Recht + Steuern EuGH-Urteil: Gesamtpreis muss bei Online-Buchung von Flugtickets sofort ersichtlich sein

Eine Boeing 737-800 von Air Berlin

Eine Boeing 737-800 von Air Berlin© Air Berlin

Wer einen Flug im Internet bucht, will schnell Preise vergleichen können. Doch das ist nicht immer einfach. Denn der Endpreis inklusive Steuern und Gebühren wird mitunter erst spät bei einer Buchung angezeigt. Dieser Praxis hat der Europäische Gerichtshof (EuGH) nun einen Riegel vorgeschoben.

Fluggesellschaften müssen ihren Kunden bei Online-Buchungen von Anfang an den Endpreis anzeigen. Das hat der Europäische Gerichtshof (EuGH) am Donnerstag in einem Urteil entschieden (Rechtssache C-573/13). Demnach reicht es also nicht, den Preis inklusive Steuern und Gebühren erst auszuweisen, wenn ein bestimmter Flug ausgewählt wurde, sondern der Endpreis muss sofort klar ersichtlich sein.

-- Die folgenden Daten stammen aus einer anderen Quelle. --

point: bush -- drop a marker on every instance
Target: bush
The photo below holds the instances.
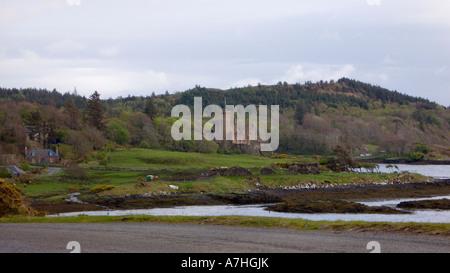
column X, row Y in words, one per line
column 76, row 172
column 102, row 188
column 4, row 173
column 25, row 167
column 11, row 201
column 415, row 156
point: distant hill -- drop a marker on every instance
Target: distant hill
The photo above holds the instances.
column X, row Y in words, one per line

Mit ihrem Urteil erklärten die Richter eine Praxis von Air Berlin aus dem Jahr 2008 für nicht rechtens. Der Bundesverband der Verbraucherzentralen hatte in Deutschland gegen Air Berlin geklagt und ihr vorgeworfen, die Flugpreise damals in einer Tabelle ohne Steuern, Flughafengebühren oder Kerosinzuschläge angezeigt zu haben. Nur für einen ausgewählten Flug sei unterhalb der Vergleichstabelle der wahre Preis zu sehen gewesen.

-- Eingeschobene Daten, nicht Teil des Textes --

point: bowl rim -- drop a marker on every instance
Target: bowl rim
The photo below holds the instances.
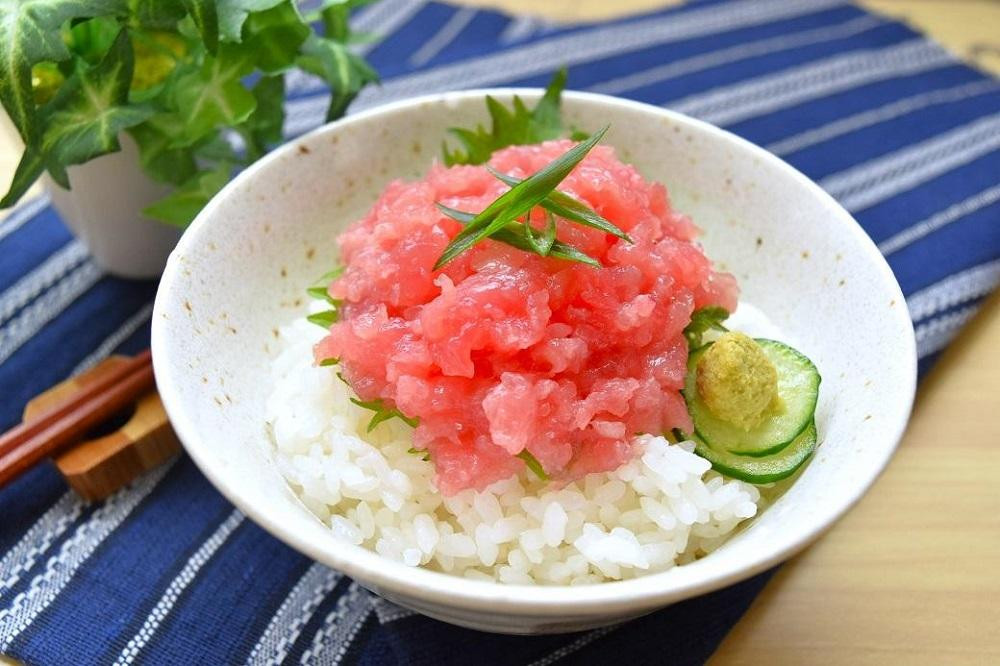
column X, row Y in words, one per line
column 645, row 592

Der EuGH musste jetzt die Frage klären, ob eine Airline den Endpreis schon bei der erstmaligen Angabe von Preisen ausweisen muss oder erst später. Und ob es reicht, den Preis für einen ausgewählten Flug anzuzeigen.

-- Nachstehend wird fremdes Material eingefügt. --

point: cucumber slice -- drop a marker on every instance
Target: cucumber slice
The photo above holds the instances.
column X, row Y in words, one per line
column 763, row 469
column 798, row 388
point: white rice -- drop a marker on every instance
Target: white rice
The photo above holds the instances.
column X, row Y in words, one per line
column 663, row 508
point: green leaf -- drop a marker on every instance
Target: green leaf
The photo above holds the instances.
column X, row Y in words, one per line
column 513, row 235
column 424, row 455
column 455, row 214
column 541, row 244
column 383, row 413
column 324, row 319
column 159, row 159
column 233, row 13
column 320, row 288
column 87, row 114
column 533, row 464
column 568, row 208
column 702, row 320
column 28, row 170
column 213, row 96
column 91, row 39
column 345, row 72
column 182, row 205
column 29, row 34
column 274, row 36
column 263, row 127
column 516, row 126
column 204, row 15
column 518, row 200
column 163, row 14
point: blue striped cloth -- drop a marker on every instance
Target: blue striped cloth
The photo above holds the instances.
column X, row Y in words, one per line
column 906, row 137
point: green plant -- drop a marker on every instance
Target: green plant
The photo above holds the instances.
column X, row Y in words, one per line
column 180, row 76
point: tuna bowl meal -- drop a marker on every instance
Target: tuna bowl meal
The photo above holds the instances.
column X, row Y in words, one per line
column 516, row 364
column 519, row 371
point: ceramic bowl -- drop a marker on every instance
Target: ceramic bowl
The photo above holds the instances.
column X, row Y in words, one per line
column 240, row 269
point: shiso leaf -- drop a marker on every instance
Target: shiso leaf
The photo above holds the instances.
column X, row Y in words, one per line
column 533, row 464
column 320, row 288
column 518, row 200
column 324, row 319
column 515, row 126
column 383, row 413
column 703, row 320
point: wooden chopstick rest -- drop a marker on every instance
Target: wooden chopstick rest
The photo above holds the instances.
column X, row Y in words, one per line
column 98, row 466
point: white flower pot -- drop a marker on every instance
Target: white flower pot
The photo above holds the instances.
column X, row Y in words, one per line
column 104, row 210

Urteil wichtig für Buchungen in Online-Reisebüros

Die Airline bezeichnete den Vorwurf als überholt. Sie habe die Preisanzeige auf der Internetseite schon vor der Klage teilweise geändert. Wer jetzt einen Flug sucht, bekommt eine Tabelle mit möglichen Abflugzeiten und den Preisen inklusive Steuern und Zuschlägen angezeigt. Zusätzlich kann man Netto-Flugpreis, Steuern, Treibstoff- und Sicherheitszuschlag einblenden.

Doch auch wenn sich der Vorwurf gegen Air Berlin bereits erledigt haben dürfte: Die Verbraucherschützer hofften auf ein Grundsatz-Urteil des EuGH. Denn das Problem bestehe weiterhin bei Buchungen über Online- Reisebüros, sagt Kerstin Hoppe vom Verbraucherzentrale Bundesverband (vzbv). Die zeigten Servicepauschalen und Zahlungsgebühren oft erst spät an.